English has a ton of words that work like that. If you have a bunch of wrecks, you have wreckage. If you have a bunch of bags, you have baggage. Railroads refer to all their tracks collectively as trackage. When ranchers measure all the places where they put animals out to pasture, they call it pasturage.

We have coinage, we have tonnage, and on and on.

“Signage”is a late arrival. It seems to have come into vogue in the 1970s, according to a few different dictionaries. That shouldn’t count against it. We’ve adopted plenty of new words in the last 40 years.

If there’s nothing wrong with the word itself, maybe there’s something irritating about the way it’s used. I think that may be it. “Signage” sounds like an affectation.

Nobody says they have coinage in their pockets. Nobody says they grew up on the wrong side of the trackage.

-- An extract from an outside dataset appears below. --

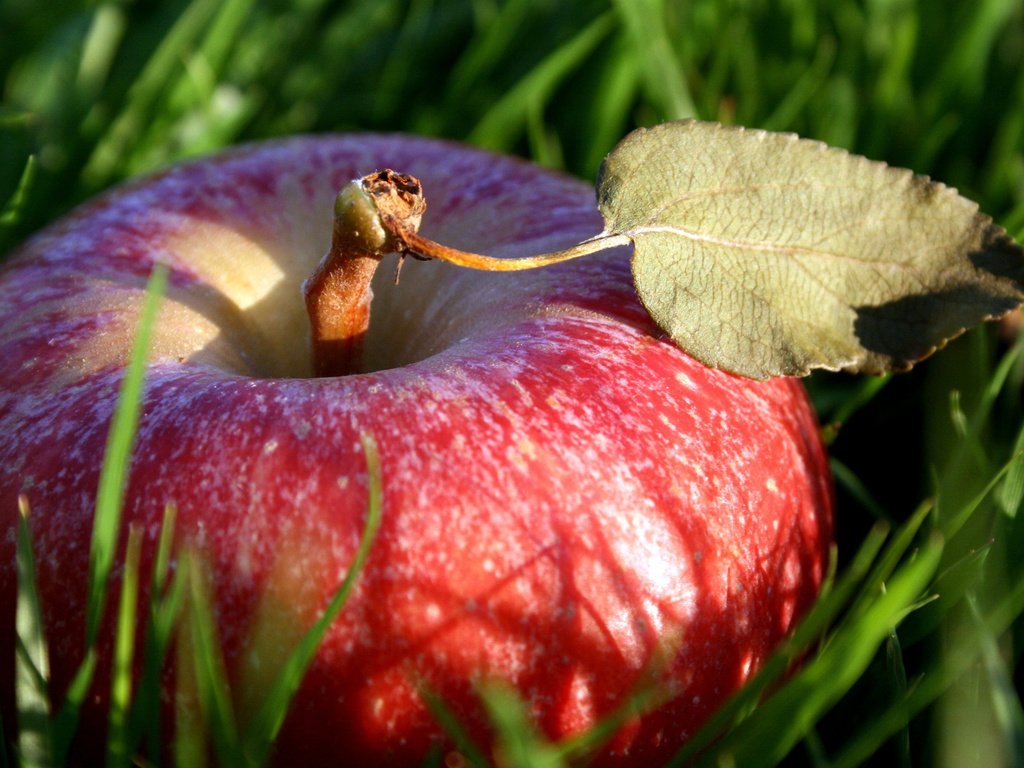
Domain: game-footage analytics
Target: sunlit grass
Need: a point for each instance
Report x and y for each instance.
(910, 655)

When you are about to check out of a hotel, you might say “I’ll grab my baggage and meet you in the lobby,” but you are at least as likely to say, “I’ll grab my bags.” You are more likely to call them suitcases. You would never call them suitcasage.

People do talk about mental baggage, so that’s a point in favor. But that’s using the word as an abstract concept. People wouldn’t know what you were talking about if you said you had a mental bag.

Even as an abstraction, preachers don’t warn us about the signage of the end times. Economists don’t look for signage of a recession.

Perhaps the most authoritative citation is that sign companies don’t call themselves signage companies — usually. I’ve seen a couple that sneak the word into their taglines and slogans. Some even claim to offer “signs and signage,” ready to serve you no matter which side of the argument you take up.

“Signage” has caught on among the bureaucrats and other folks who can’t seem to use a simple word when a fancier one is available. If you have to blend in with that crowd, go ahead and use “signage.” But don’t make a habit of it.

When you want to communicate clearly and quickly, all signs point to simplicity.